Any state that passes such a tax would subject lawyers to additional administrative burdens, greater overhead, and less profit on fewer clients.
As states seek ways to eliminate economic obstacles for those seeking representation, taxing legal services would make it more difficult for those seeking access to justice.
For example, had Maryland imposed a 5% tax on legal services:
➤ Lawyers charging a very competitive hourly rate of $250 will cost their clients $262.50. Every ten hours billed will add an extra $125.00 to their invoices;
➤ The seriously injured client who settles for insurance policy limits of $300,000 would net significantly less if the State taxes her lawyer's $100,000 contingency fee. Beyond liens for medical treatment, expert witness costs and other expenses of representation, subtract an additional $5,000 from her recovery;
➤ The State giveth and the State taketh away. Although legislators recently doubled the Maryland Tort Claims Act damages cap to let victims recover up to $400,000 against the State, those that do would have had to pay some of their limited recovery back to the State as taxes on their lawyers' contingency fees; and
➤ Beyond taxes on legal fees themselves, services rendered by expert witnesses, private investigators, private process servers, court reporters and a range of other professionals would add further taxes to client bills.
If you also retain outside professionals to assist with business operations, this tax would have increased your own overhead, reduced your profit margin, and placed additional pressure on you to raise hourly rates. This would hit you, other small firms and sole practitioners especially hard. Those practicing in smaller settings frequently outsource services which large firms handle in-house. If you hire others to assist with clerical and paralegal needs, use a payroll service or retain human resources and pension consultants, you'd have to tack on another 5% to the cost of doing business with the help of outside contractors.
Ironically, the professional services tax itself would increase your own need for professional services – from accountants, bookkeepers and other tax professionals. Beyond your additional accounting and remittance obligations, the multi-jurisdictional nature of your law practice adds a layer of complexity that may be tough to navigate.
Unlike the sale of discrete goods, lawyers who are licensed to represent clients in other states may have difficulty determining the extent to which their services fall within or outside of the geographic scope of a particular jurisdiction's taxing authority. Sorting this out may give rise to tax audits which seek the disclosure of sensitive or privileged information on clients whose confidentiality you must maintain. Hardly an easy tax to administer, most state legislatures that have proposed professional services taxes have rejected them as unworkable and others promptly repealed these provisions due to difficulties in enforcement.

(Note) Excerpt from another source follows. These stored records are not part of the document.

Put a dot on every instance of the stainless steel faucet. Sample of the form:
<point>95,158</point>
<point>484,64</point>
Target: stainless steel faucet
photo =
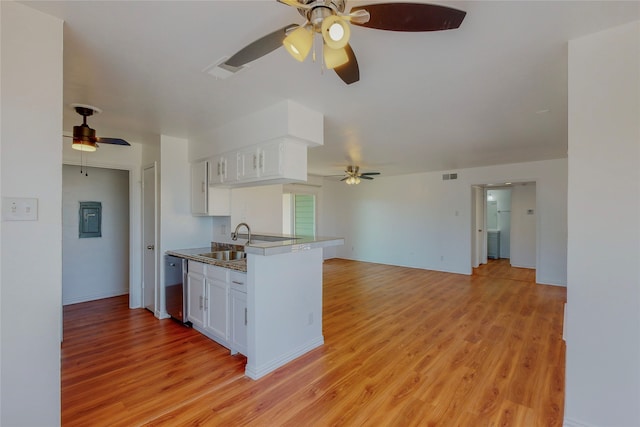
<point>234,235</point>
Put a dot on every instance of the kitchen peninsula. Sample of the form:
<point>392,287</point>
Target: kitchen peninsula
<point>283,296</point>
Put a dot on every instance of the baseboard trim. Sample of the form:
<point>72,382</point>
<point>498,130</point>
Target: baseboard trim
<point>93,297</point>
<point>257,372</point>
<point>568,422</point>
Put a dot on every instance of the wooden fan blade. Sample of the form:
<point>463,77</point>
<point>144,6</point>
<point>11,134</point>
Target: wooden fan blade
<point>260,47</point>
<point>349,72</point>
<point>115,141</point>
<point>411,17</point>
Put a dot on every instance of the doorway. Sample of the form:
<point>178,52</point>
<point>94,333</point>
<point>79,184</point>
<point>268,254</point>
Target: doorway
<point>507,214</point>
<point>149,227</point>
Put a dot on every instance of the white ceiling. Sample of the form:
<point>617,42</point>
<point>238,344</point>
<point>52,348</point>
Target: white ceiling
<point>493,91</point>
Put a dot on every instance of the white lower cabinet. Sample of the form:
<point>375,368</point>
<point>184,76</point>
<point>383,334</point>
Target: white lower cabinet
<point>195,297</point>
<point>238,317</point>
<point>217,308</point>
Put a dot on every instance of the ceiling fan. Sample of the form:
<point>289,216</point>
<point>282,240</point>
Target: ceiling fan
<point>327,18</point>
<point>84,137</point>
<point>353,175</point>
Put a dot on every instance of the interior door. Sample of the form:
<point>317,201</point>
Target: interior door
<point>149,238</point>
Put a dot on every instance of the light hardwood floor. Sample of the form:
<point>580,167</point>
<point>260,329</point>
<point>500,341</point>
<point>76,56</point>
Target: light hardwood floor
<point>402,347</point>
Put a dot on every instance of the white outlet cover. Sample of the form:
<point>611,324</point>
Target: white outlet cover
<point>19,209</point>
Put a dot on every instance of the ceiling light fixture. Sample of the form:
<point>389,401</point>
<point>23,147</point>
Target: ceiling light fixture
<point>335,32</point>
<point>352,180</point>
<point>298,43</point>
<point>334,57</point>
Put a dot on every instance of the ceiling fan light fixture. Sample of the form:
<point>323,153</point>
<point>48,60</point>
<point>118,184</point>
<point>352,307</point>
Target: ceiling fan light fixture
<point>334,57</point>
<point>298,43</point>
<point>87,146</point>
<point>335,32</point>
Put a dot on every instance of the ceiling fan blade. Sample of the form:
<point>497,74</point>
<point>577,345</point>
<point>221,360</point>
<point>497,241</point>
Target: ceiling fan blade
<point>260,47</point>
<point>357,17</point>
<point>115,141</point>
<point>296,4</point>
<point>411,17</point>
<point>349,72</point>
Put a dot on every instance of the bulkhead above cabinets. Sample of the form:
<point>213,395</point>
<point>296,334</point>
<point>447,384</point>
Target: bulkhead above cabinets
<point>274,162</point>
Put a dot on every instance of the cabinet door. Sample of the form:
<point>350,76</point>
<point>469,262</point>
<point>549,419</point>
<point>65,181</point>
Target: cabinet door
<point>199,188</point>
<point>216,170</point>
<point>231,168</point>
<point>195,298</point>
<point>238,334</point>
<point>216,308</point>
<point>248,163</point>
<point>270,160</point>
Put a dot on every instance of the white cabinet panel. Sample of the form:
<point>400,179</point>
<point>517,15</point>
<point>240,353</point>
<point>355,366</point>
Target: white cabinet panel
<point>199,188</point>
<point>207,200</point>
<point>216,308</point>
<point>238,318</point>
<point>195,298</point>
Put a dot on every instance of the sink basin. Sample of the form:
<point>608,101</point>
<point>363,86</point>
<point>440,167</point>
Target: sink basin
<point>225,255</point>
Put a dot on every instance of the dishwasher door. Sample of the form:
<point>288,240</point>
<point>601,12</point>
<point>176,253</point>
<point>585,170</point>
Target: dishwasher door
<point>175,287</point>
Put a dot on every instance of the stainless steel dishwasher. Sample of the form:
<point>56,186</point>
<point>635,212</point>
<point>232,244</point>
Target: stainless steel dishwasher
<point>175,287</point>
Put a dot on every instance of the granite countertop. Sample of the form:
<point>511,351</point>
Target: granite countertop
<point>275,244</point>
<point>261,244</point>
<point>193,254</point>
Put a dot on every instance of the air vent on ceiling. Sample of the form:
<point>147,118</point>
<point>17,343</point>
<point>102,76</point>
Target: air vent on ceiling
<point>220,70</point>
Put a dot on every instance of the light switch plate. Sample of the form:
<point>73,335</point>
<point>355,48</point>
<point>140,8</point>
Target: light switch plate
<point>19,209</point>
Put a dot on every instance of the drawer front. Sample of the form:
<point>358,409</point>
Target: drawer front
<point>196,267</point>
<point>218,273</point>
<point>239,281</point>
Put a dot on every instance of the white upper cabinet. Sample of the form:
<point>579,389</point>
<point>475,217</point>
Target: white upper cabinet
<point>207,200</point>
<point>223,169</point>
<point>271,162</point>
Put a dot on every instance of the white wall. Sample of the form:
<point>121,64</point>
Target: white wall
<point>94,268</point>
<point>260,207</point>
<point>603,308</point>
<point>523,225</point>
<point>130,159</point>
<point>31,287</point>
<point>431,219</point>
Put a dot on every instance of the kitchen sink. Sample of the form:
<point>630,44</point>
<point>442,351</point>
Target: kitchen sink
<point>225,255</point>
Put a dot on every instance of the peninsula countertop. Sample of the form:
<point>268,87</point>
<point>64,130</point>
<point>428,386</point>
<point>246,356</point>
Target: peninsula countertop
<point>261,244</point>
<point>276,244</point>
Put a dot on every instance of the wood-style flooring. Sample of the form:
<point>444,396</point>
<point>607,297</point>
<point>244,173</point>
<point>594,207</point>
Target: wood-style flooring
<point>403,347</point>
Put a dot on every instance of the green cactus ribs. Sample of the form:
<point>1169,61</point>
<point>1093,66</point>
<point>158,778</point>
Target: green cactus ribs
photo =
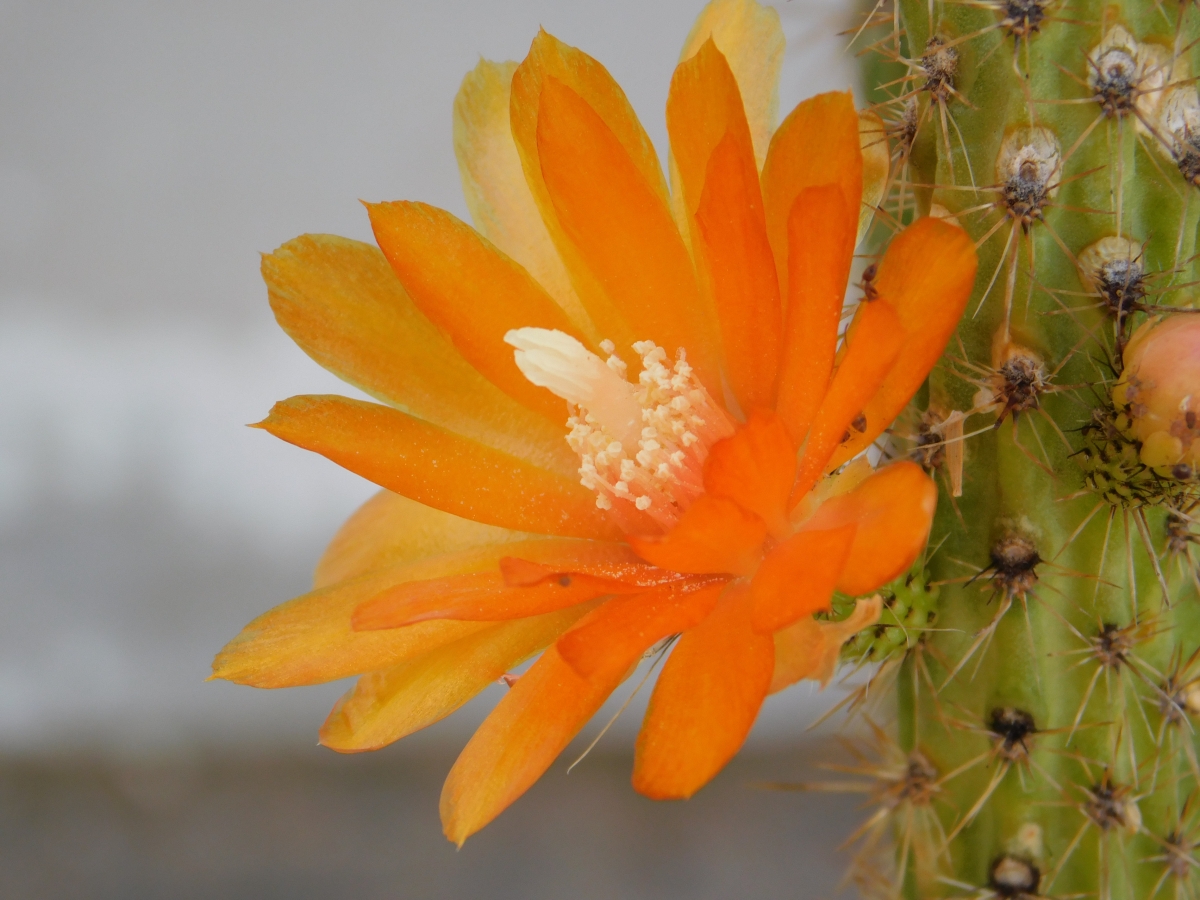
<point>1041,666</point>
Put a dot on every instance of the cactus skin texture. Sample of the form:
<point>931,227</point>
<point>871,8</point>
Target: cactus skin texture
<point>1047,678</point>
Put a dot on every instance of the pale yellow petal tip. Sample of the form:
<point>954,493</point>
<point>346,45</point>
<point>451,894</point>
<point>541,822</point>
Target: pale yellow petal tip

The taxman may have been the least of your concerns had your state enacted the tax. Enter Bar Counsel. Lawyers who fail to satisfy tax obligations routinely face professional discipline. Whether through negligent mismanagement or by wilful evasion, problems in reporting or remitting income or payroll taxes have prompted public reprimands, suspensions and disbarment. An additional set of complex tax provisions would give your disciplinary board additional grounds on which to sanction those who fall short.
At a time when fewer consumers can even afford to retain counsel, taxing the legal fees incurred would penalize those seeking access to justice. While economists disagree on whether sales taxes reduce sales, few would debate the difficulties which low- and middle-income Americans face amid the skyrocketing cost of legal services. As attorney's fees rival the value of their cases, many segments of society have been forced to fend for themselves, or simply give up. Increasing their fees by 5% would increase this hardship even more.
Rather than comment on the political issues surrounding such proposals, I believe that any rational debate over the merits of taxing legal services must focus on those who will be hit the hardest – our clients. When states propose to tax their legal bills, our profession must respond by educating legislators on the importance of our work and on the critical need to enhance their access to justice in each and every state.